Now that the last election of his political career is behind him,President Barack Obama can concentrate on braking to avoid the fiscal cliff, re-staffing much of his administration and pausing to reflect on his long-term governing agenda. Then, of course, there is the still-sputtering economy, Iran’s nuclear ambitions, the aftermath of the stunning resignatioin of David Petraeus and enough other crises to justify a sign over the Oval Office reading, “Stress for Success.”

But the re-elected president should be worrying about something else as well: the Second-Term Curse.

Dating back to Woodrow Wilson’s 1919 failure to bring the United States into the League of Nations, second presidential terms have almost always been disappointing and sad. There have been successes: Ronald Reagan passing tax reform in 1986 and Bill Clinton balancing the budget. But far more common are thwarted ambitions, scandal and a slow slide towards political irrelevance.

“This time it’s different” would be the likely response from Obama’s true believers. And these acolytes could be correct since historical patterns are merely suggestive rather than Marxist Iron Laws. But still it is likely that sometime before Moving Van Day in 2017, Obama will be embarrassed by at least one of these four factors:

Hubris: For decades, the dictionary definition was Franklin Roosevelt’s ill-fated 1937 effort to pack the Supreme Court to eliminate an anti-New Deal majority. Having just carried 46 states in an electoral landslide, FDR blithely assumed that anything he proposed would be rubber-stamped by a Congress so Democratic that all 16 Senate Republicans could probably have crammed into a Capitol Hill phone booth.

Wrong.

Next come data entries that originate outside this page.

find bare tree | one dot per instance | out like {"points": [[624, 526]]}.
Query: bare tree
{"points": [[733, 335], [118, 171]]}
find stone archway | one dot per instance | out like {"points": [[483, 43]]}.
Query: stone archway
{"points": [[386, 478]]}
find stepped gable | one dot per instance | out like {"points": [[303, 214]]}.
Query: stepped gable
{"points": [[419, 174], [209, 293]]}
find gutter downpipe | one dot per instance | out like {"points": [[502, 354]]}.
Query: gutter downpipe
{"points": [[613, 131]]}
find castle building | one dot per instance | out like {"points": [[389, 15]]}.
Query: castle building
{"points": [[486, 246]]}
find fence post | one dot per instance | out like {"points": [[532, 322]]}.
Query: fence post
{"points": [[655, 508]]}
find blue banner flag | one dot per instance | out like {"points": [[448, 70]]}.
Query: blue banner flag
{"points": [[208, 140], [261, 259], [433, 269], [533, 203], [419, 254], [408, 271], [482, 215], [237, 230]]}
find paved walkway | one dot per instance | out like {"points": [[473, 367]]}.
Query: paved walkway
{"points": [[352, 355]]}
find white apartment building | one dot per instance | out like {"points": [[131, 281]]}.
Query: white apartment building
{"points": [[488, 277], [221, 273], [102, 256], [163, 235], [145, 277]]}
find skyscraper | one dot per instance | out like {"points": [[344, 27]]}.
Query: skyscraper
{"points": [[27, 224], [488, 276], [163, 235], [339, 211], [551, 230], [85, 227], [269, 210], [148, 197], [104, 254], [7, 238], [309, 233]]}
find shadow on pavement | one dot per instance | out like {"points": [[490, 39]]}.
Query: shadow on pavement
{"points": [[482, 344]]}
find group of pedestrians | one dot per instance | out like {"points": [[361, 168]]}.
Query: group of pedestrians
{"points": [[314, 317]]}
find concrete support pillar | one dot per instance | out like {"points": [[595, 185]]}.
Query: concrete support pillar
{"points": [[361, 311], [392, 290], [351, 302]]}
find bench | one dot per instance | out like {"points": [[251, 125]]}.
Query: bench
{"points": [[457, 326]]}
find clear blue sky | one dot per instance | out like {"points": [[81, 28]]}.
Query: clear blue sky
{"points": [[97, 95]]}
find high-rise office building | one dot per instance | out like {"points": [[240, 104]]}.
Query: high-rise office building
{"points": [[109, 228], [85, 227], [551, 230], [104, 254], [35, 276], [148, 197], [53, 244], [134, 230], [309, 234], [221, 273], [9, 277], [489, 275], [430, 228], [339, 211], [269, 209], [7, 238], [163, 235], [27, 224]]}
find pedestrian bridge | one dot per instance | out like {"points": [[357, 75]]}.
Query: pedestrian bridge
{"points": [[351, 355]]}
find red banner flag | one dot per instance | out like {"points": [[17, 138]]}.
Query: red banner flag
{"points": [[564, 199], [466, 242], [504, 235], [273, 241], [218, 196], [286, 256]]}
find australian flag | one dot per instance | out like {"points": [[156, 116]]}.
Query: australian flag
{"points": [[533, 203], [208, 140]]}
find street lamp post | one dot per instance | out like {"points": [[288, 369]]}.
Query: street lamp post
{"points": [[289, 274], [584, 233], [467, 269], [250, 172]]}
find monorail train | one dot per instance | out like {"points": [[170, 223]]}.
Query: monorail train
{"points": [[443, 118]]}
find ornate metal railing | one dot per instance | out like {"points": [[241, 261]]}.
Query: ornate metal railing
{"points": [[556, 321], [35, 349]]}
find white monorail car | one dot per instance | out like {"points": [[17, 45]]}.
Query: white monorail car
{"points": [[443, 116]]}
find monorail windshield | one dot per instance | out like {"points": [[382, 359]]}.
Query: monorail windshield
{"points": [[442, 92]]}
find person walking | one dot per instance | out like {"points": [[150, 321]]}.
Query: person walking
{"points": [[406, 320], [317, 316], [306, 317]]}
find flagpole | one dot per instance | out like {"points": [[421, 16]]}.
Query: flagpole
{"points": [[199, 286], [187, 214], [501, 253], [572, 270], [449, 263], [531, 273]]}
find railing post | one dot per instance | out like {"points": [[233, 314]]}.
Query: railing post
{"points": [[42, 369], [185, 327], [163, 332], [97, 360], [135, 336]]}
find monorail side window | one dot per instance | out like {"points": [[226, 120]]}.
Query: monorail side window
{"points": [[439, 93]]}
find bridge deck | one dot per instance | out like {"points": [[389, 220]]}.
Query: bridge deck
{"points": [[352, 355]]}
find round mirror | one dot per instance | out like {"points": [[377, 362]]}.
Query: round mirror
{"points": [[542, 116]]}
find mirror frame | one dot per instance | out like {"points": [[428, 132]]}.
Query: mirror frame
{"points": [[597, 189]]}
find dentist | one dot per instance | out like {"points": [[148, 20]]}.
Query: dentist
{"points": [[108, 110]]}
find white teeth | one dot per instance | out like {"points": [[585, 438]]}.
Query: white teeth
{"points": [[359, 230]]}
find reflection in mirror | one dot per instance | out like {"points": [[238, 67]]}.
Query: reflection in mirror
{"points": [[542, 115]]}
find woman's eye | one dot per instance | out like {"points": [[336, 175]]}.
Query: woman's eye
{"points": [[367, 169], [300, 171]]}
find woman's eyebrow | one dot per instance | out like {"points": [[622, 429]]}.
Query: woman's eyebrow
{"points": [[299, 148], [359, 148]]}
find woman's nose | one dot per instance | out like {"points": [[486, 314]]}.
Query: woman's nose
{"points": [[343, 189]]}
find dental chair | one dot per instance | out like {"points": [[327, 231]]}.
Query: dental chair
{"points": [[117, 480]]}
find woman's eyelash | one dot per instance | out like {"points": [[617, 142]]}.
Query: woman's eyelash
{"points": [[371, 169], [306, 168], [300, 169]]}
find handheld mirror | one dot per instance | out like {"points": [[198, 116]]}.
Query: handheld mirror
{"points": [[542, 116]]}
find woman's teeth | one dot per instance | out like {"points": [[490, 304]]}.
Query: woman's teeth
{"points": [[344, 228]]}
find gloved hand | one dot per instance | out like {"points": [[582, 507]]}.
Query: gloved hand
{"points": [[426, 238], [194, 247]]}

With scant warning two weeks after his second inauguration, Roosevelt announced his plan to expand the Supreme Court. The reaction even among many partisan Democrats was that this was an unwarranted power grab. After failing to win a majority of the overwhelmingly Democratic Senate Judiciary Committee, the court-packing plan died on the Senate floor.

There is a potent contemporary example of a president misreading his re-election mandate. George W. Bush told Republican leaders in early 2005 that the partial privatization of Social Security was at the top of his legislative agenda, even though the president had only flicked at the issue during the 2004 campaign.

With the conspicuous exception of Paul Ryan and a few others, congressional Republicans recoiled at the electoral consequences. Democrats were apoplectic on policy grounds. The Social Security plan was never even voted on in Congress. In his mostly unrevealing autobiography, “Decision Points,” Bush himself concedes, “If I had it to do over again, I would have pushed for immigration reform rather than Social Security as the first major initiative of my second term.”

While Obama’s vague re-election pronouncements worked tactically, they provided him with a limited policy mandate beyond educational programs and resisting extending the Bush tax cuts for the wealthy. As a result, an ambitious response to global warming (an issue too hot for Obama the candidate) could prove to be this president’s version of Social Security privatization.